Customers have always been saying to me: “I love this dress because I can eat in it and I can still dance.” I wasn’t thinking about what was trending even though there is this body-positivity movement. I just came from a place where I wanted to design based on my understanding of wearing clothes. It’s a very personal approach to design and I’ve been really lucky that people respond to that.
You’ve had previous working experiences with Anna Sui, Halston, Marchesa, Thakoon, and Tory Burch. How did each of these experiences help shape your career?
My first experience was actually at Anna Sui, and that was really informative and important to me because it was my fist internship in the industry.

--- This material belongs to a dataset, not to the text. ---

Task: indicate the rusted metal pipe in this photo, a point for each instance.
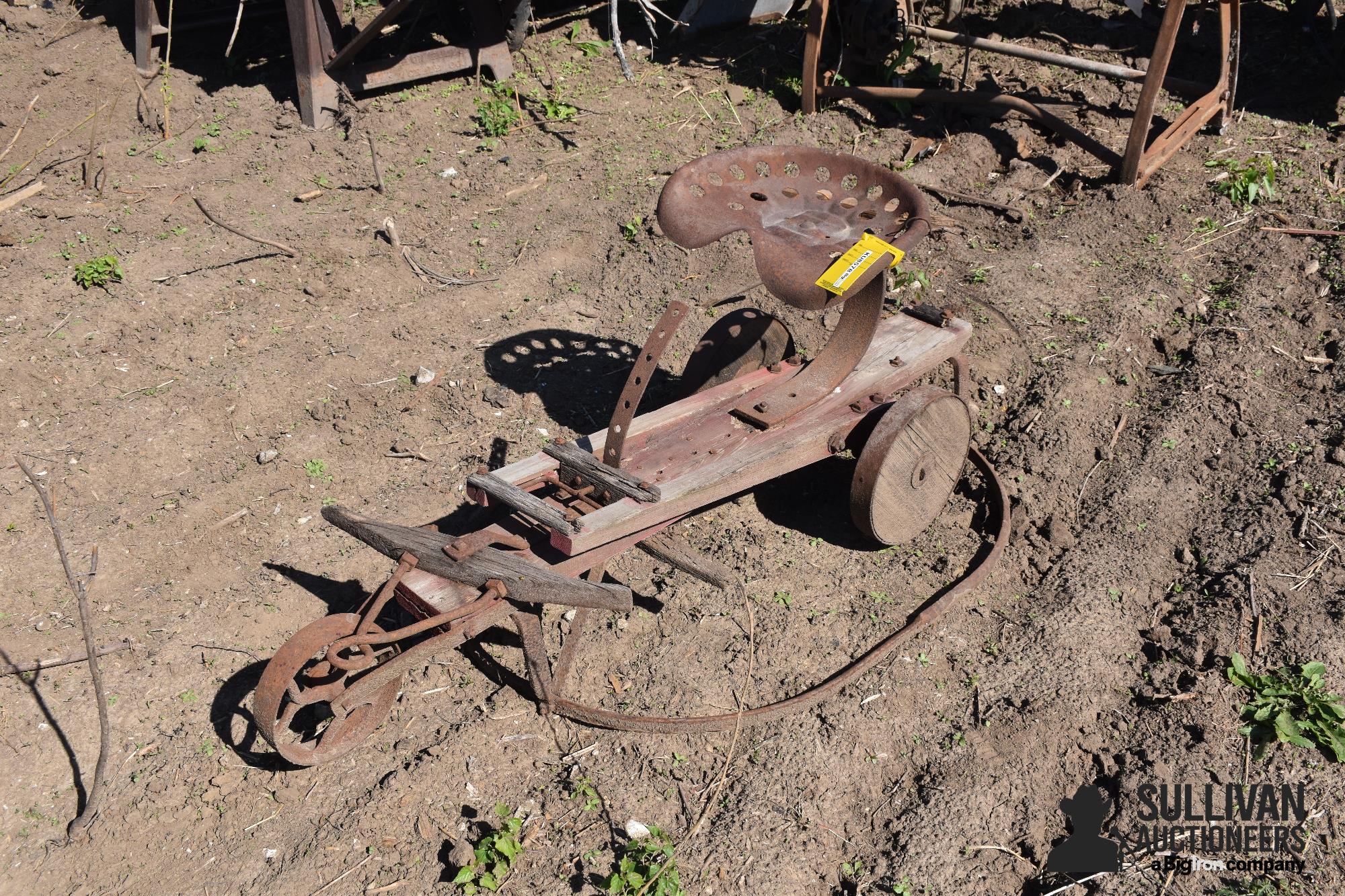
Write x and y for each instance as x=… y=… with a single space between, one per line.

Seeing someone like Anna succeed at such a high level—she’s such an icon and she has such a specific vision—was really important to a teenage Jasmine. It made me realise that you could be all those things—an Asian and a woman—and be at the pinnacle of the industry. I loved working there.
Thakoon was really great too. That experience gave me a lot of insight into seeing how a smaller independent designer works. Marchesa is, of course, a fantasy. Every experience taught me a different aspect of fashion design, from design to production to sales. You learn a lot and you start to see how things work together.
What’s the one advice you would give to Malaysian designers who’d like to launch their careers in New York?
You definitely have to know your voice and your craft. That’s something Anna Sui would always say. There can only be one Tom Ford or Calvin Klein, but you have to figure out who you are and be unapologetic about that. Don’t let the industry tell you who you should be, stay true to yourself and be really true to that. And also, get your logistics in order and do the legwork.
What would you like to ultimately achieve with your brand?
I want to do exactly what I’m doing now but at a larger scale. That’s what I tell myself every year—have this loyal clientele and resonate with women, but to be able to reach a wider audience.
Favourite Malaysian food
Favourite food in NYC
Everything in Chinatown and the Italian food
Favourite Malaysian drink
Favourite Malaysian restaurant in KL
All the hawker centres, Fatty Crab, and Grand Imperial Bangsar and Ming Court for dimsum (laughs).
Favourite Malaysian restaurant in NYC
Favourite restaurant in NYC
Congee Village. Palma is another restaurant I love—it’s like a pretty garden and it has good pasta.
Favourite Malaysian slang word
Favourite NYC slang word
I can't think of anything in particular, but it's generally how quick New Yorkers are. You can go to the deli and say “bagel cream cheese” and nothing else, and they'll get it.
Usual order at a mamak
Roti telur bawang with dhal. And ayam goreng.
Favourite Malaysian designer
Han Chong of Self-Portrait
Favourite American designer
The most famous person’s number you have in your phone
Favourite thing about NYC
The energy, how people work, and how diverse and unapologetic people are
Best thing about being a Malaysian
I think that the best thing is we are pretty cincai. We can roll with the punches and even when things get stressful. Anything lah, see first. It helps me be a lot more relaxed during difficult situations, and I think that’s the Malaysian side of me.